While those who cherish what’s left of our freedoms are rightly concerned about the sacking and the blacklisting of Mozilla’s Brendan Eich, Democrats’ media-coordinated lying about and demonization of the Koch brothers, and other visible evidence of unfettered intolerance, the regulatory tyranny (“arbitrary or unrestrained exercise of power; despotic abuse of authority”) which has become the default modus operandi of Barack Obama’s administration continues unabated.
One lightly reported element of Obama “equal pay” initiative — an effort which is based on an objectively false premise, and which the press almost joyfully admits is primarily about motivating uninformed voters — is an “executive order banning federal contractors from retaliating against employees who discuss their compensation.”
This unwanted and harmful interference with a common and time-tested employer practice is bad enough. What’s far less well-known and far worse is that Obama, in USA Today’s words, has also told Perez to “to establish new regulations requiring federal contractors to submit to the Department of Labor summary data on compensation paid to their employees, including data by sex and race.” DOL says this information will “encourage voluntary compliance with equal pay laws” and enable “more targeted enforcement.” Trust me; the latter is far more important than the former.
This information will provide a handy litigation roadmap for DOL and Eric Holder’s Equal Employment Opportunity Commission. It will also be a bonanza for trial lawyers, who will immediately demand this information in discovery any time they bring a pay-related legal action. Most trial lawyers “just so happen” to favor leftist candidates and causes. There is one problem which I expect the judicial system will blow off: The only way to ensure that the submitted data is complete and probative would be to force each and every employee in America to declare their race, a provision which is currently optional. I would suggest that every job applicant alarmed by this development should henceforth exercise their option to not disclose. Those who are currently employed should see if they can undo any previous disclosure.
Further interfering with employer prerogatives, Richard Griffin, who is general counsel at Perez’s National Labor Relations Board, intends “to give unions a veto over a unionized employer’s decision to relocate.” Predictably, he plans to achieve his goal through subterfuge:
Griffin’s guidance will be to order an employer to be prosecuted not on the basis of what the law is but on the law as Griffin would like it to be. This will give the board an opportunity to change the law (though the change will be prospective — the employer who is prosecuted will not be punished for violating the new rule).

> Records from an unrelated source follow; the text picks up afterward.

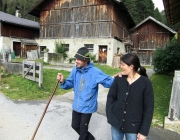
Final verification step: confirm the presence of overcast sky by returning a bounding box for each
[152,0,164,12]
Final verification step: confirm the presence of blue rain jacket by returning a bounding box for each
[60,63,114,113]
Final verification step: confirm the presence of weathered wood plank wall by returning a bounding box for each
[131,21,170,50]
[1,23,39,39]
[40,0,129,38]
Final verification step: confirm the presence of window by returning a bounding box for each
[62,44,69,51]
[84,44,94,53]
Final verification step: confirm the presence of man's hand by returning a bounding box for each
[113,72,123,78]
[137,133,146,140]
[57,73,64,83]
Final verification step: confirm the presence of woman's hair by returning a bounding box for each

Finally, DOL’s Occupational Safety & Health Administration (OSHA) has begun to implement an interpretation which should have set off alarm bells when it was first disclosed a year ago, and clearly didn’t:
The new interpretation from Richard Fairfax, Deputy Assistant Secretary of OSHA, to Steve Sallman, Health and Safety Specialist with the United Steelworkers Union, asserts that OSHA’s standard for Representatives of Employers and Employees allows workers at establishments without collective bargaining agreements to designate outside representatives or union agents to represent them during OSHA inspections.
This ruling contradicts the plain language of OSHA’s governing regulation …
As if they care.
Earlier this week, Greta Van Susteren, in an otherwise informative report, allowed OSHA to falsely claim that “allowing non-employee third party representative to accompany OSHA inspectors on walk around inspections is not a new OSHA policy … if that third party representative is necessary to conduct a thorough investigation.” Exactly how can a planted union “representative,” i.e., thug, who probably hasn’t done related or even any blue-collar work in years, possibly be of any assistance?